La réserve héréditaire exclue de l’ordre public international

Publié le 14/12/2017

La Cour de cassation a rendu deux importants arrêts le 27 septembre 2017 dans lesquels elle a décidé qu’une loi étrangère ignorant la réserve héréditaire n’est pas, en soi, contraire à l’ordre public international français et ne peut être écartée que si son application concrète, au cas d’espèce, conduit à une situation incompatible avec les principes du droit français considérés comme essentiels. Cette approche s’intègre parfaitement dans un contexte d’anticipation successorale que les nouvelles règles de droit international privé issues du règlement européen du 4 juillet 2012 visent à promouvoir.

Cass. 1re civ., 27 sept. 2017, no 16-13151

Cass. 1re civ., 27 sept. 2017, no 16-17198

En droit français, la réserve héréditaire est assurément une limite importante à la liberté de disposer du testateur. En droit interne, son caractère d’ordre public a été récemment rappelé à l’occasion d’une question écrite posée au ministre de la Justice quant à l’opportunité d’introduire davantage de flexibilité dans ce mécanisme. En effet, dans sa réponse, le ministre a justifié le caractère d’ordre public de la réserve héréditaire en insistant sur le fait que cette institution « assure la protection de la cohésion du groupe familial en réalisant une égalité entre les enfants quel que soit le mode d’établissement de leur filiation et en imposant au de cujus un devoir d’assistance économique envers ses proches »1.

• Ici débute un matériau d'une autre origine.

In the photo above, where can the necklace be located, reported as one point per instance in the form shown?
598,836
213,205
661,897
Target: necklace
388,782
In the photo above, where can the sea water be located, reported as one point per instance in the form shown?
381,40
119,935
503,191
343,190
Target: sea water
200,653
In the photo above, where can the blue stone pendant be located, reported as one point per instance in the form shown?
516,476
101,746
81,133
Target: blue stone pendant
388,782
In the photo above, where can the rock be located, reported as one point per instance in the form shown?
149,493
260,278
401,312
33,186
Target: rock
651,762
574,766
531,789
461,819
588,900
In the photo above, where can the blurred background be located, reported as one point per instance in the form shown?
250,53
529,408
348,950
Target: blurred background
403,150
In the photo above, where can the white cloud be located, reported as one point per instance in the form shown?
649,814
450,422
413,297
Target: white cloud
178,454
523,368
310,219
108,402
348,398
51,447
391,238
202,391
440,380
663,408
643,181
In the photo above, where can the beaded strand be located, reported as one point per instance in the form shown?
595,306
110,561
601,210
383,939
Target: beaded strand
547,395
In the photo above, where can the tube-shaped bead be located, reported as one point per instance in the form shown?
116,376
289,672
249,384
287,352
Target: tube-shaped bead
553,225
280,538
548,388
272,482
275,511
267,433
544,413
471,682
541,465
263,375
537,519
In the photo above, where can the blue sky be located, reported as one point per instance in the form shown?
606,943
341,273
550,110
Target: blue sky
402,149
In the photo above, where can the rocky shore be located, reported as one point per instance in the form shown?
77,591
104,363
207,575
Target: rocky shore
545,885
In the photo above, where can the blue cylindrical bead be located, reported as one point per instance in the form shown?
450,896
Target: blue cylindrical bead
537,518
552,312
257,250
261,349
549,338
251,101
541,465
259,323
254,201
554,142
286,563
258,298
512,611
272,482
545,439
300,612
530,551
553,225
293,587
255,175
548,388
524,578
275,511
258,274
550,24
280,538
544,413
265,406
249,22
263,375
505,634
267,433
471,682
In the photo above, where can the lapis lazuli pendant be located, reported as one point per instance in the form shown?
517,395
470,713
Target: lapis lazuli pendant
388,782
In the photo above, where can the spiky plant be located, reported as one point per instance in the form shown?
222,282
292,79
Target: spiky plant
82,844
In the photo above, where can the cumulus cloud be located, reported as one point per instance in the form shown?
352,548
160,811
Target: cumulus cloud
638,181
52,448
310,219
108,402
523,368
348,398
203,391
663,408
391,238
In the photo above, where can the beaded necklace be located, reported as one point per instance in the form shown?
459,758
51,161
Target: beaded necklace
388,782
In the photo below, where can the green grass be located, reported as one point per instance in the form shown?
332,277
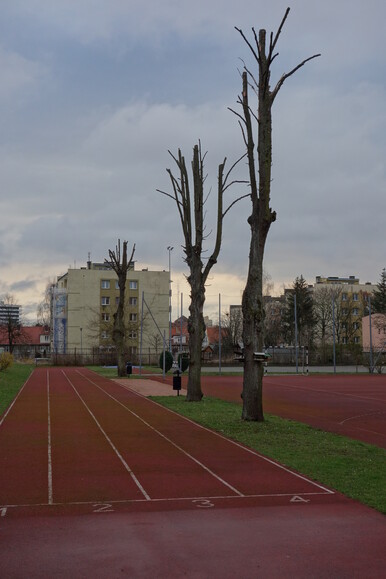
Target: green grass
356,469
11,380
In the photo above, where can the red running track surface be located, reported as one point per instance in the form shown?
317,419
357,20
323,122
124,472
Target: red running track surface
97,481
351,405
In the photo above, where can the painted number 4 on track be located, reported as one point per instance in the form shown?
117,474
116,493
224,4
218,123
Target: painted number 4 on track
203,503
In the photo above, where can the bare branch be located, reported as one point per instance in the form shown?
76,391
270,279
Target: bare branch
248,43
237,114
168,195
288,74
236,200
273,44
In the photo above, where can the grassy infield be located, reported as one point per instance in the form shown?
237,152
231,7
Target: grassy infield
354,468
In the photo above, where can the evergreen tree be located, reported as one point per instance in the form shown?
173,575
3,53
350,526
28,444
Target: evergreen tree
305,317
378,300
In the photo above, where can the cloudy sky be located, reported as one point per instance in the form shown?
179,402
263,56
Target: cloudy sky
93,94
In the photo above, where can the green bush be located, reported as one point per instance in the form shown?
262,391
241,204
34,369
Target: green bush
168,361
183,362
6,360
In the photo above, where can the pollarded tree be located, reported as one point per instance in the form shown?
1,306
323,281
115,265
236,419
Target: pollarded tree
262,215
190,206
120,265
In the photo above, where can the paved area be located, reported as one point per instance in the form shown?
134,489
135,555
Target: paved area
98,481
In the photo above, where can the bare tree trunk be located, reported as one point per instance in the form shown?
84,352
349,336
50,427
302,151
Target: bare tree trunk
196,328
191,212
262,215
119,328
119,332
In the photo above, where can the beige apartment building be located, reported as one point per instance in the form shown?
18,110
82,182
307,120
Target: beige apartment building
351,298
84,301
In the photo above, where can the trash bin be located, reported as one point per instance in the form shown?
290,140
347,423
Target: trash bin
176,380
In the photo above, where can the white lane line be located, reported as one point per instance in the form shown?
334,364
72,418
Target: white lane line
110,442
208,470
249,450
20,391
50,493
164,500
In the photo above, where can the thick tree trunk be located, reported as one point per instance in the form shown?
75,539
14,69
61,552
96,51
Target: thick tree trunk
252,306
119,327
196,327
260,221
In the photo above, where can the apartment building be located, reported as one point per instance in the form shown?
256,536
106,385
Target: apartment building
84,301
9,313
351,302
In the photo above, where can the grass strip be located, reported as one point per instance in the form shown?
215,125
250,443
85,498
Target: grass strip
11,380
354,468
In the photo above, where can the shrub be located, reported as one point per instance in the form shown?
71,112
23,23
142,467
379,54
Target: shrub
6,360
168,361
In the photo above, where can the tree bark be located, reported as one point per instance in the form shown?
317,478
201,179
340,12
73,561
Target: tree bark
119,328
191,212
262,216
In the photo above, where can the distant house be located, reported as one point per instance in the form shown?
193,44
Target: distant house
212,341
29,342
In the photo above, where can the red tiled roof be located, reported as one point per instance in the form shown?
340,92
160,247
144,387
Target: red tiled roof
28,335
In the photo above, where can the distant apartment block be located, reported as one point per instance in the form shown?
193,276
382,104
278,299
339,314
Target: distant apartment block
378,332
351,301
84,301
9,312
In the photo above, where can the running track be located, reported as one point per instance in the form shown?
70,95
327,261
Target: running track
351,405
77,449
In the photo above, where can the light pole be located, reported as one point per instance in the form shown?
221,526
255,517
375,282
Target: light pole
170,248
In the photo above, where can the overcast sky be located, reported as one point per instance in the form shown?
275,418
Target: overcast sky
93,93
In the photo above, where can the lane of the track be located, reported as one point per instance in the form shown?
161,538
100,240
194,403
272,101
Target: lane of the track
81,454
24,446
163,469
245,471
354,406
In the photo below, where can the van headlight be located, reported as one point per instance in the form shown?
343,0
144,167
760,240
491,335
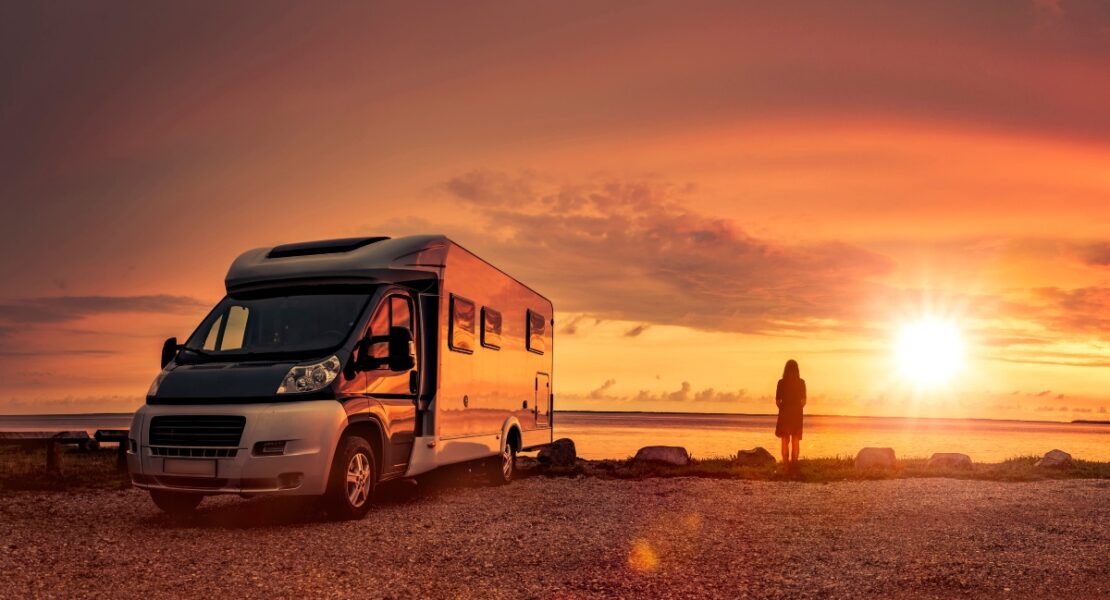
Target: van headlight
310,377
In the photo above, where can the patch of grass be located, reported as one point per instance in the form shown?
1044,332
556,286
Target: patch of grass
26,469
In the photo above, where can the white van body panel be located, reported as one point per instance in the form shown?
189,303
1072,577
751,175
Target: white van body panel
311,429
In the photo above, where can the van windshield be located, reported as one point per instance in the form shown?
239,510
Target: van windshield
285,323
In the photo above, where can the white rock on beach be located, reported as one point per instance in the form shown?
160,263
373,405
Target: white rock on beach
950,460
1056,459
875,458
755,457
669,455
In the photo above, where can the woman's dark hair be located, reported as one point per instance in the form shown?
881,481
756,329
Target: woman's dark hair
790,370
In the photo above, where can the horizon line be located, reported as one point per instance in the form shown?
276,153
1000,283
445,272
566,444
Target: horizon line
1072,421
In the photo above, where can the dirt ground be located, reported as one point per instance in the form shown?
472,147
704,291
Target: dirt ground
577,538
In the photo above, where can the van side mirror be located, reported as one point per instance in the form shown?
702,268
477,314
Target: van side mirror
400,357
401,349
169,351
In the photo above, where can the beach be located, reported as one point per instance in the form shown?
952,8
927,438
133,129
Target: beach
618,435
578,537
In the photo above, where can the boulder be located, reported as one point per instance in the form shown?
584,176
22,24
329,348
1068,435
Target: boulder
755,457
559,454
949,460
668,455
875,458
1056,459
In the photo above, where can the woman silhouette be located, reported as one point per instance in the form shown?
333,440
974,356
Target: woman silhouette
789,397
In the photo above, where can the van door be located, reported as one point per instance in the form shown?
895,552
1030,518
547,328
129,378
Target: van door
543,399
395,392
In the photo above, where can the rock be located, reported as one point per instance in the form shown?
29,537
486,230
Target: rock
669,455
875,458
755,457
949,460
559,454
1056,459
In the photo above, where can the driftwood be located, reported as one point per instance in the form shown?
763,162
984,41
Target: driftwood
51,440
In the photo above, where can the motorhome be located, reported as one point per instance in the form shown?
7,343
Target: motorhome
332,366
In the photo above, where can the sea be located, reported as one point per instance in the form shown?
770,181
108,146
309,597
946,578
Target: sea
619,435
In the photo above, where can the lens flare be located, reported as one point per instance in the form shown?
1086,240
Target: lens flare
929,352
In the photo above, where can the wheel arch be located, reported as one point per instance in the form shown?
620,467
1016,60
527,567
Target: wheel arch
370,429
511,434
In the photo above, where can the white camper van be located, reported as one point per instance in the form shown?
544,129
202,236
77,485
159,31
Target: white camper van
332,366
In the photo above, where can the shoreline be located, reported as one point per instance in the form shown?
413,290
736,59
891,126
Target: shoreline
23,471
60,416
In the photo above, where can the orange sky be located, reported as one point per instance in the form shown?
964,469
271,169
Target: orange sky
704,190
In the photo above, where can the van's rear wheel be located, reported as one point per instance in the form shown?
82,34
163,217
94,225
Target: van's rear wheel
175,502
503,468
351,485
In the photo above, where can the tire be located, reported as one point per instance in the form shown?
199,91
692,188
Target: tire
352,480
503,467
175,502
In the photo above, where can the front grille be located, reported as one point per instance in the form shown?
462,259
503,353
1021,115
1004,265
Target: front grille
194,453
205,482
197,429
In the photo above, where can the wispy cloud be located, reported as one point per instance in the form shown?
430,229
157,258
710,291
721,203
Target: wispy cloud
634,251
66,308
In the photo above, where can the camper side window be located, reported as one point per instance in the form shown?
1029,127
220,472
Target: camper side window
461,337
491,328
537,326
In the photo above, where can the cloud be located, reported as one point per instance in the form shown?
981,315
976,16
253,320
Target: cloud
599,393
1083,309
66,308
72,404
686,394
1097,254
633,251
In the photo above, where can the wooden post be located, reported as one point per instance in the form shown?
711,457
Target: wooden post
121,457
53,457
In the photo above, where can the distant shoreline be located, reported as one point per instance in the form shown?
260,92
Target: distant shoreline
661,413
1073,421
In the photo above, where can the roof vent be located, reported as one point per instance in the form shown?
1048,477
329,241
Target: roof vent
324,246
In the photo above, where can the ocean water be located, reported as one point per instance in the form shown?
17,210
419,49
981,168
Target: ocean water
615,435
619,435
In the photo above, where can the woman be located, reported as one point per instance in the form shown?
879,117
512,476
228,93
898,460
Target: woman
789,397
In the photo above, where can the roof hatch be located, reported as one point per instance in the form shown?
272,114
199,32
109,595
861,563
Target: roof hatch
323,246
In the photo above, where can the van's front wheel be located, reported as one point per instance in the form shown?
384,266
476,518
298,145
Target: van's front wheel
503,468
175,502
351,485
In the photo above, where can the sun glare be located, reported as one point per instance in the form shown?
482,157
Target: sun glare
929,352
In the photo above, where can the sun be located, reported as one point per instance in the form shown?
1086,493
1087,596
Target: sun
929,352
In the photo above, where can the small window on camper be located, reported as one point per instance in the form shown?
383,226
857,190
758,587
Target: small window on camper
462,325
491,328
537,326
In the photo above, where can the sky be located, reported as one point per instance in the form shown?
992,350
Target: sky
704,189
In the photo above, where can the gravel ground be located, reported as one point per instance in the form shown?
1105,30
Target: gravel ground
576,538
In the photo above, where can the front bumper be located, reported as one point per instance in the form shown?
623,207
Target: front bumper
311,430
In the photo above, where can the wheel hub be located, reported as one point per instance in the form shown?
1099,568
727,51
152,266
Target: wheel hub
357,480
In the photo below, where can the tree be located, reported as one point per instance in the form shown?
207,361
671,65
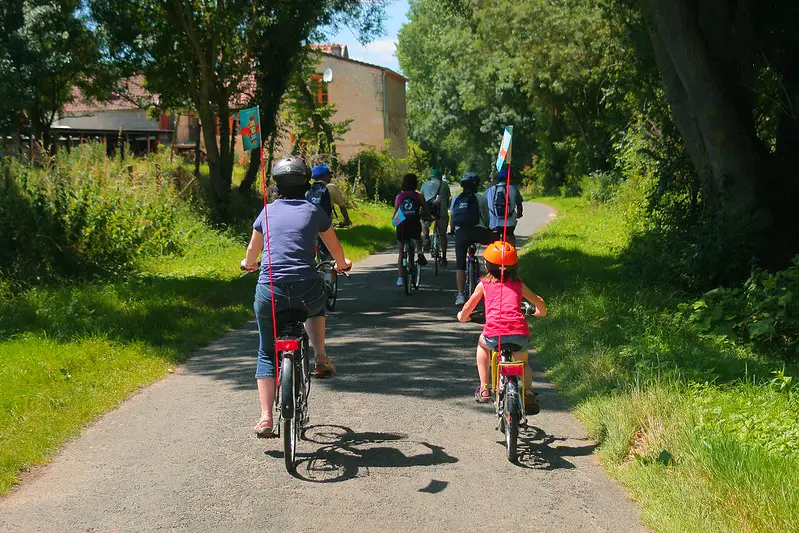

De nombreux États européens sont également attachés au principe qu’une part des biens et droits du patrimoine du défunt doit être nécessairement dévolue à certains héritiers. Ainsi, les droits espagnol2 et portugais3 connaissent la « légitima » qui assure aux descendants une part incompressible du patrimoine du défunt. L’Italie connaît aussi une réserve héréditaire4. Quant au droit allemand, il compte même le partenaire parmi les héritiers réservataires5. Mais parallèlement, de nombreux États issus d’une tradition de Common Law comme l’Australie, le Royaume-Uni, ou les États-Unis, ne connaissent pas cette institution.

Or depuis l’entrée en application, le 17 août 2015, du règlement européen relatif aux successions internationales6, dans un contexte international, la loi applicable à l’ensemble de la succession est la loi de la dernière résidence habituelle du défunt, conformément à l’article 21-1 du règlement. Il est également possible de choisir de rendre applicable sa loi nationale à sa succession à venir par le biais d’une professio juris (Règl. (UE) n° 650/2012, art. 22-1). Et, cette loi couvre de nombreux aspects de la succession, y compris les questions de quotité disponible et de réserve héréditaire (Règl. (UE) n° 650/2012, art. 23, h). Il suffit donc qu’une personne, ayant la nationalité d’un État qui ne connaît pas la réserve héréditaire, choisisse d’anticiper l’application de sa loi personnelle à sa succession alors qu’elle réside en France, ou qu’un français s’installe durablement en fin de vie dans un pays où il n’existe pas de réserve héréditaire, pour pouvoir exhéréder ses héritiers que la loi française considère pourtant comme réservataires. Dès lors se pose la question de savoir si la loi étrangère applicable devra être évincée au nom de l’ordre public international ; cette exception étant prévue à l’article 35 du règlement.

Jusqu’à présent, seules des juridictions du fond s’étaient prononcées sur la compatibilité d’une loi étrangère ignorant la réserve avec l’ordre public international français. Ainsi, en dernier lieu, la cour d’appel de Paris avait jugé en 20167, que « la réserve héréditaire ne constitue pas un principe essentiel du droit interne qui imposerait qu’il soit protégé par l’ordre public international français de l’application de dispositions étrangères qui le méconnaissent ».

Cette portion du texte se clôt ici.